- American Federation for Clinical Research
The Greene laboratory seeks to better understand the interface between human retroviruses (HIV and HTLV-I) and their cellular hosts. The progressive loss of CD4 T cells in HIV-infected individuals underlies clinical development of the Acquired Immune Deficiency Syndrome (AIDS). Greene’s team has shown that most CD4 T cells actually die as a result of their own innate immune response launched against viral DNA generated during abortive infection of non-permissive, resting CD4 T cells. Proinflammatory signals released by these abortively infected cells, which succumb by caspase-1 -dependent pyroptosis, attract more cells into the infected tissue to die. These events link the two signature events in HIV-disease, progressive CD4 T cell loss and chronic inflammation, within a single pathway. Chemical inhibition of the pyroptotic cell death pathway could reduce chronic inflammation and preserve CD4 T cell numbers, complementing the effects of anti-retroviral therapy.

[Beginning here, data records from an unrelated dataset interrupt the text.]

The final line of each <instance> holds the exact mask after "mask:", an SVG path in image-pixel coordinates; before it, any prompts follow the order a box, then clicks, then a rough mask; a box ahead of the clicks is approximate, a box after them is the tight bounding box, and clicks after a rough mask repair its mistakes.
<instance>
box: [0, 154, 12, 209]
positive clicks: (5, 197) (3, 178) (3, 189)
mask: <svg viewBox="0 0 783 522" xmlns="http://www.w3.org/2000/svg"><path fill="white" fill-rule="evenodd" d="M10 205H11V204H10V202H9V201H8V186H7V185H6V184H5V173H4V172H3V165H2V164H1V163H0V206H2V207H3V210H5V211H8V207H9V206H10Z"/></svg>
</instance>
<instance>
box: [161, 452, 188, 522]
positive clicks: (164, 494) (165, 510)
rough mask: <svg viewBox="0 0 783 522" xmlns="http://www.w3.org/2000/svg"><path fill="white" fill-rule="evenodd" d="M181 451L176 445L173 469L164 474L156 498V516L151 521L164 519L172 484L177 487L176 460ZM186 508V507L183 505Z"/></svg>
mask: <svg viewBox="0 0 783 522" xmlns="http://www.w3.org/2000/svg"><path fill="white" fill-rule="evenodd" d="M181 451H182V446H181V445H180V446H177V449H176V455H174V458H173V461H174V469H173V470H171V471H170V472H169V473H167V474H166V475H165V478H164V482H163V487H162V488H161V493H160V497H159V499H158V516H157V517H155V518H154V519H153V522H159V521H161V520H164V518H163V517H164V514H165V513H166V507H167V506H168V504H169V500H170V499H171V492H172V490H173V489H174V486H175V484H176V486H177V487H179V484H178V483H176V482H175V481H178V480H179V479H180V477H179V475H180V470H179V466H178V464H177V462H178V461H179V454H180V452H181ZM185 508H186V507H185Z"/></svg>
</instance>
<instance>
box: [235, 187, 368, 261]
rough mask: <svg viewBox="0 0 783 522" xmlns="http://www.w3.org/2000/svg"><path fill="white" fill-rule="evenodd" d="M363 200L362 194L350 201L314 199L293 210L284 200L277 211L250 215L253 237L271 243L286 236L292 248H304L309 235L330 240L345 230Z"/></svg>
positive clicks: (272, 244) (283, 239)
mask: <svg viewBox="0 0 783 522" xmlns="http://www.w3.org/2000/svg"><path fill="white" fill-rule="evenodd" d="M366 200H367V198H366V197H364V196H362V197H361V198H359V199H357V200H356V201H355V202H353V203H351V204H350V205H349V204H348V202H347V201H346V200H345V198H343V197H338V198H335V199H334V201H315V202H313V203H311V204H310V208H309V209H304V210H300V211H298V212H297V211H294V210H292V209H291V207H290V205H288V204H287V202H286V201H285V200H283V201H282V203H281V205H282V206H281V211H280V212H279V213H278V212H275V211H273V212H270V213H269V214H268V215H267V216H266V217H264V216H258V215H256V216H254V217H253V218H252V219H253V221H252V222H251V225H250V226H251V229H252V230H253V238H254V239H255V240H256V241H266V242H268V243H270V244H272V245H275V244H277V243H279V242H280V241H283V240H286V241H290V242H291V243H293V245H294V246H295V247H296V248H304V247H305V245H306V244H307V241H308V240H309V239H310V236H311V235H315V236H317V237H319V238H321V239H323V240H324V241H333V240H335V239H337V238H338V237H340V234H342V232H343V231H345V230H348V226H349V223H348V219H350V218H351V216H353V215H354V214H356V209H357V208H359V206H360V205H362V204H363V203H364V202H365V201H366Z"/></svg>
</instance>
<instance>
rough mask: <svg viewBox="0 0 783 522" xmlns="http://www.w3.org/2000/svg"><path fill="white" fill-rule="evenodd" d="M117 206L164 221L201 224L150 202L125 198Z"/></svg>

Other studies in the laboratory focus on understanding how the latent HIV reservoir is formed and maintained. The latent reservoir is comprised of cells containing defective and intact proviruses. It is the infrequent production of infectious virus within this latent reservoir that necessitates lifelong antiretroviral therapy. The Greene Lab is exploring the molecular mechanisms that promote HIV reservoir formation and control maintenance of latency. This group is also exploring therapeutic approaches to “reduce and control” the reservoir allowing discontinuation of antiretroviral therapy in the absence of full viral eradication (functional cure). Other approaches are seeking ways to permanently silence latent retroviruses using CRISPRi to introduce sequence-specific combinations of repressive epigenetic marks.